What are the problems with the Food Bill?
- It turns a human right (to grow food and share it) into a government-authorised privilege that can be summarily revoked.
- It makes it illegal to distribute “food” without authorisation, and it defines “food” in such a way that it includes nutrients, seeds, natural medicines, essential minerals and drinks (including water).
- By controlling seeds, the bill takes the power to grow food away from the public and puts it in the hands of seed companies. That power may be abused.
Kate Wilkinson, Food Safety minister, whose name appears on top of the bill, says she had says she had Simply No Idea That Her Bill Covered Seeds. Nor, the Greens say, did they – even though they voted for the bill’s first reading and had representatives on the Select Committee that further approved it. They then had the temerity to complain that lobby groups should have pointed this out to them earlier! What?!
The Food Bill is being pushed by the US Food and Drug Administration via its involvement in Codex Alimentarius (the “Food Book”), which is a decades-in-the-making initiative being foisted upon all World Trade Organisation member countries.

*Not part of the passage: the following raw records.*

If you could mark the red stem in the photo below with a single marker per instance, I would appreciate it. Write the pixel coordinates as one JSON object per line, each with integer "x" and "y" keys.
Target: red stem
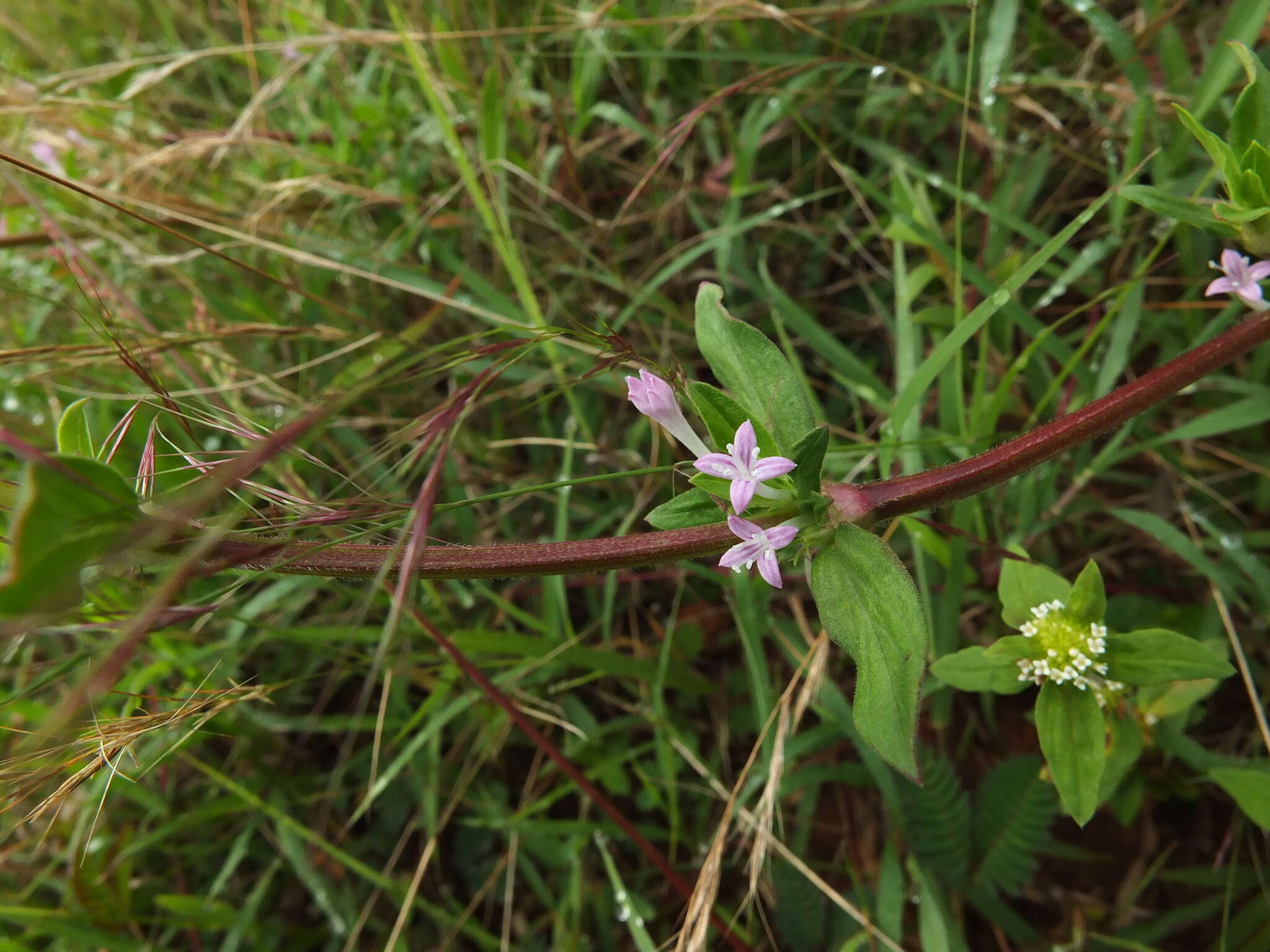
{"x": 577, "y": 776}
{"x": 876, "y": 500}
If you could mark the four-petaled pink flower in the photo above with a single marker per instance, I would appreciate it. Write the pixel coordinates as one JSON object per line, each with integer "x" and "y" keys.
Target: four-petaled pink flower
{"x": 654, "y": 398}
{"x": 744, "y": 466}
{"x": 757, "y": 545}
{"x": 1240, "y": 278}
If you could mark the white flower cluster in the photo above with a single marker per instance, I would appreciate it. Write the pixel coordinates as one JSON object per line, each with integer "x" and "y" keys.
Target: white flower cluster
{"x": 1078, "y": 666}
{"x": 1029, "y": 628}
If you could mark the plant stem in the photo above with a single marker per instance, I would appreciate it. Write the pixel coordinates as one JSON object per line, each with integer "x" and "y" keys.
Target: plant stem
{"x": 881, "y": 500}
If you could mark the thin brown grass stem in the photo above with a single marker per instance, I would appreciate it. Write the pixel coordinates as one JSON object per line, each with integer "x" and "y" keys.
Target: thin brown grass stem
{"x": 574, "y": 775}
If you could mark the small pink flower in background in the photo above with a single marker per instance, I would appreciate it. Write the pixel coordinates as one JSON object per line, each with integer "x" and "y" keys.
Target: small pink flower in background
{"x": 654, "y": 398}
{"x": 1240, "y": 278}
{"x": 47, "y": 156}
{"x": 744, "y": 466}
{"x": 757, "y": 545}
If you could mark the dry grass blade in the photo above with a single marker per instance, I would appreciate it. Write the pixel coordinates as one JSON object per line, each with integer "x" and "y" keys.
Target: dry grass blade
{"x": 102, "y": 744}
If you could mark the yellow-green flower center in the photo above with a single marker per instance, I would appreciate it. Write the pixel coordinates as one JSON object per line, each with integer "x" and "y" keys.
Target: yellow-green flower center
{"x": 1065, "y": 651}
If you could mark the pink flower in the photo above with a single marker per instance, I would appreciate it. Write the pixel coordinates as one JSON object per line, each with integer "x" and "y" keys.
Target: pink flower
{"x": 744, "y": 466}
{"x": 1240, "y": 278}
{"x": 757, "y": 545}
{"x": 47, "y": 156}
{"x": 654, "y": 398}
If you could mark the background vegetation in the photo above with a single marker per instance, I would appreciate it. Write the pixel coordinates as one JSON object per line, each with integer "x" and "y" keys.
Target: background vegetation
{"x": 291, "y": 763}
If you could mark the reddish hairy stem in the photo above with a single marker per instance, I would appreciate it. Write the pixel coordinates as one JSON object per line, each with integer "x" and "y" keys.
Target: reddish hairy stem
{"x": 876, "y": 500}
{"x": 948, "y": 484}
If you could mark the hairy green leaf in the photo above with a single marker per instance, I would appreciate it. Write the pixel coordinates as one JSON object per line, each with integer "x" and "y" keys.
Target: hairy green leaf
{"x": 1014, "y": 809}
{"x": 69, "y": 512}
{"x": 1072, "y": 739}
{"x": 691, "y": 508}
{"x": 809, "y": 456}
{"x": 752, "y": 367}
{"x": 870, "y": 607}
{"x": 1024, "y": 586}
{"x": 74, "y": 436}
{"x": 1088, "y": 602}
{"x": 1157, "y": 656}
{"x": 724, "y": 415}
{"x": 974, "y": 669}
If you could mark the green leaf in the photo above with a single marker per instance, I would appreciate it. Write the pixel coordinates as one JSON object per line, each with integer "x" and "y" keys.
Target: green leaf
{"x": 1122, "y": 756}
{"x": 693, "y": 508}
{"x": 1157, "y": 656}
{"x": 74, "y": 436}
{"x": 1088, "y": 602}
{"x": 1072, "y": 739}
{"x": 1250, "y": 121}
{"x": 1013, "y": 646}
{"x": 1246, "y": 191}
{"x": 752, "y": 367}
{"x": 69, "y": 512}
{"x": 723, "y": 415}
{"x": 1221, "y": 154}
{"x": 974, "y": 669}
{"x": 1248, "y": 787}
{"x": 1024, "y": 586}
{"x": 1232, "y": 213}
{"x": 870, "y": 607}
{"x": 809, "y": 456}
{"x": 1014, "y": 809}
{"x": 1186, "y": 211}
{"x": 938, "y": 818}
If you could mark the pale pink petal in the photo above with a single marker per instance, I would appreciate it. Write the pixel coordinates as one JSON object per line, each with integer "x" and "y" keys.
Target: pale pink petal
{"x": 1220, "y": 286}
{"x": 1251, "y": 296}
{"x": 745, "y": 443}
{"x": 780, "y": 536}
{"x": 741, "y": 553}
{"x": 769, "y": 569}
{"x": 741, "y": 493}
{"x": 1235, "y": 265}
{"x": 770, "y": 467}
{"x": 717, "y": 465}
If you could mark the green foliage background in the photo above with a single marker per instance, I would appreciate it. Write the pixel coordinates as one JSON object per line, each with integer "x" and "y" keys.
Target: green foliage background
{"x": 858, "y": 178}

New Zealand food companies will have to adhere to Codex Alimentarius food regulations handed down by the US FDA via the WTO and NZ Govt, or they will have their operating licences revoked. So the food they grow will be Codex compliant – which means irradiated, GM, hormone-injected, pesticide (poison) laden, life-force devoid food that’s lacking in nutritionally important vitamins and minerals.
This issue exemplifies the biggest danger in signing free trade agreements, particularly if your government is ideologically inclined to do so, which exempts them from having to read the fine print – as in Kate Wilkinson’s case. If you are not careful, you find yourself signed up to a treaty that runs roughshod over every piece of consumer protection legislation enacted.